この曲はヴァイオリンの難易度が他の楽器に比較するととにかく高いと言われます。アマチュアでもヴァイオリンの難易度のために演奏される機会は多くありません。
ヴァイオリンはどの楽章でもアンサンブルの中心となっていますが、他の楽器も随所随所で旋律を奏でていたり、難しそうな箇所もありますので、他の楽器の活躍するところを探しながら聴いてみるのも面白いかもしれません。

第1楽章は全員ユニゾンの序奏からヴァイオリンが奏でるテーマをアレグロで展開させていきます。
第2楽章はクラリネットがロマンス第2番を思わせるような甘いメロディを提示し、ヴァイオリンとの絡みが聴きどころです。
第3楽章は軽快なメヌエットです。トリオ部分のクラリネット・ホルンの掛け合いに注目です。
第4楽章はヴァイオリンの奏でる主題から5つの変奏が演奏されます。それぞれの変奏で主役となる楽器が入れ替わっていきます。

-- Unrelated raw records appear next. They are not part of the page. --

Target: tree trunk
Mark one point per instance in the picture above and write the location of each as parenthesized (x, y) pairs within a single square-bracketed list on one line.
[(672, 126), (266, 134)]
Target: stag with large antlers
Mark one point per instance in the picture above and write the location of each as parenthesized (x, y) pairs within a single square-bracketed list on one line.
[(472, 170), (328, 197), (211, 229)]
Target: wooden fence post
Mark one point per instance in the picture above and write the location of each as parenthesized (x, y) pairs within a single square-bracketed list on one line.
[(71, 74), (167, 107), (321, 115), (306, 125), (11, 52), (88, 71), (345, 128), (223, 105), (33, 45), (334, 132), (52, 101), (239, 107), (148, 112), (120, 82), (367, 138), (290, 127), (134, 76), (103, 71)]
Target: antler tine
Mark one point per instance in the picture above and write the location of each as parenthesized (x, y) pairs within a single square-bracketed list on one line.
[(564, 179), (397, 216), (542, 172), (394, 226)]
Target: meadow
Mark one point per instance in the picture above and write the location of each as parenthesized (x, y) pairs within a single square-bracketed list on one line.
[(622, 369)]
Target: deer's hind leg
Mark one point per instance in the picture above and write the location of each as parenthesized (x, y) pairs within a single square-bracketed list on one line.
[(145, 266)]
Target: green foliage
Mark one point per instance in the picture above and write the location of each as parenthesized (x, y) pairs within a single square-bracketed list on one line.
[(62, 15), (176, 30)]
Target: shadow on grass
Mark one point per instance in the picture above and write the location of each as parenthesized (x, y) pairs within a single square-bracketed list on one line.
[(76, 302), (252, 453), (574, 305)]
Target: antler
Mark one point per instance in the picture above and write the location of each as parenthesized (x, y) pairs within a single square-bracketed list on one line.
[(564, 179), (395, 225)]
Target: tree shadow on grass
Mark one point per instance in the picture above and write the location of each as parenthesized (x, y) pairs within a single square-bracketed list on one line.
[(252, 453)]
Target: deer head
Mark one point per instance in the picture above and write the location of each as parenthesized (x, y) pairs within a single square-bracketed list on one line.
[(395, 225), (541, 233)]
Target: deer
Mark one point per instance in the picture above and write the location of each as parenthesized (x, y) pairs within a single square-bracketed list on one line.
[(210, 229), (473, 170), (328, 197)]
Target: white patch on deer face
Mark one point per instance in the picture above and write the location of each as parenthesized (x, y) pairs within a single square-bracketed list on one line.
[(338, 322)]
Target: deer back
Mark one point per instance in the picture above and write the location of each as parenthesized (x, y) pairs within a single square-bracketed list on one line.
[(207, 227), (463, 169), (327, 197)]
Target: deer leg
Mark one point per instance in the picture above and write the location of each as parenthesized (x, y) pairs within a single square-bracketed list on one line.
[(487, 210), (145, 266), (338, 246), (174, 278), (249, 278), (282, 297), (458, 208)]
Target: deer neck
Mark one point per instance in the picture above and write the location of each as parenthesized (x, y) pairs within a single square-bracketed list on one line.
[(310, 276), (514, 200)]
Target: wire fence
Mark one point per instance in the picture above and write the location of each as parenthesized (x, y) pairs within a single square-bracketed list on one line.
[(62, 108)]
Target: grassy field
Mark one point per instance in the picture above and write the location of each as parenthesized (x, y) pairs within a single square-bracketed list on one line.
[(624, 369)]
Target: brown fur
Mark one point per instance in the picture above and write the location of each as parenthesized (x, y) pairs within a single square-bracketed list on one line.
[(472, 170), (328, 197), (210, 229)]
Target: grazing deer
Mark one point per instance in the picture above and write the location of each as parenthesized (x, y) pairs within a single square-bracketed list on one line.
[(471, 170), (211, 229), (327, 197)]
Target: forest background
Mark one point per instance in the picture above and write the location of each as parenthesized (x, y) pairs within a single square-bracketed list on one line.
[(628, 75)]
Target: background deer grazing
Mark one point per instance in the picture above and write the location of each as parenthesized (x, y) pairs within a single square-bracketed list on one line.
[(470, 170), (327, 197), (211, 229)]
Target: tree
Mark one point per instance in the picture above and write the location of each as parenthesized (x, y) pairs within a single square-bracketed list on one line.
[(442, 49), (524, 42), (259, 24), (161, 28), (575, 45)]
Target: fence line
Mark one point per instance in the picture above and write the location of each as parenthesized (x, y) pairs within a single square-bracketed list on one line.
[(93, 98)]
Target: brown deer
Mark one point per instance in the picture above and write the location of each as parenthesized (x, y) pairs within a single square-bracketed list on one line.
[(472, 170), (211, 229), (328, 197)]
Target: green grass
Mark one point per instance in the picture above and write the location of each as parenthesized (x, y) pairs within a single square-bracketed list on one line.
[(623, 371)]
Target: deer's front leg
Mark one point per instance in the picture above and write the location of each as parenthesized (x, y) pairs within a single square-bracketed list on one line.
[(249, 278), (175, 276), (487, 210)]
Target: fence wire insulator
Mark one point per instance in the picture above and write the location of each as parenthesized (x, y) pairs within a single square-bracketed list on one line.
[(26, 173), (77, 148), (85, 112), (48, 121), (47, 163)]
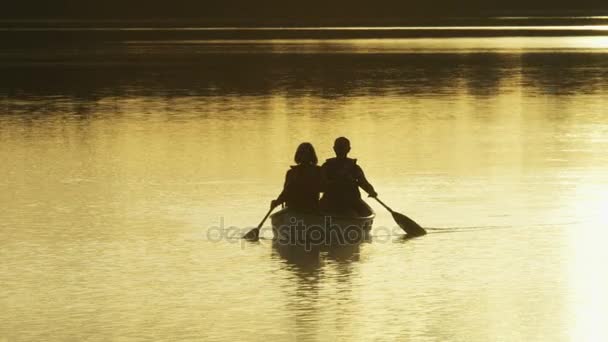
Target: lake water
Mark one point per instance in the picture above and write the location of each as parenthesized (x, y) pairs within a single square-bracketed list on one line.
[(123, 161)]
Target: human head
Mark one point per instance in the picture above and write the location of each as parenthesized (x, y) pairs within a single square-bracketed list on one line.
[(305, 154), (341, 147)]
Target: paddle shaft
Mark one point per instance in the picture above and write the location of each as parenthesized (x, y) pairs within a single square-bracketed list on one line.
[(264, 219)]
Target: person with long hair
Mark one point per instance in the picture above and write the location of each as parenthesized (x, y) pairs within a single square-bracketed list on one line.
[(303, 182)]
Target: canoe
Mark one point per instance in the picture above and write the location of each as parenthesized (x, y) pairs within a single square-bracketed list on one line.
[(290, 227)]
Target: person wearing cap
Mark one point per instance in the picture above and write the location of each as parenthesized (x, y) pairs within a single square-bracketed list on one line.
[(343, 179)]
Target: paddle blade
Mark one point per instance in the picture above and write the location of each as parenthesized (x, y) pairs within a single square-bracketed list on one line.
[(252, 235), (408, 225)]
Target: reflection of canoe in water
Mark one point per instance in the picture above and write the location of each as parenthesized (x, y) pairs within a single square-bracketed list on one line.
[(296, 228)]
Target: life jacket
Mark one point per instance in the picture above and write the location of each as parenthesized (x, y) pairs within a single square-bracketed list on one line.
[(342, 189), (303, 187)]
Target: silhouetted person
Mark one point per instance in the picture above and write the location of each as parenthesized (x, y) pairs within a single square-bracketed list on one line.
[(303, 182), (343, 178)]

第5楽章はホルンから始まるスケルツォで、後期作品が感じられるような曲調です。トリオはチェロの叙情的なメロディで雰囲気がガラッと変わります。
第6楽章は1楽章と同じく全員のユニゾンで序奏が始まり、ヴァイオリンから軽快なメロディが始まります。第5楽章がリズムを変えて再現された後の展開部の終わりではヴァイオリンのカデンツァがあります。再現部の後、明るく華やかに曲は終わります。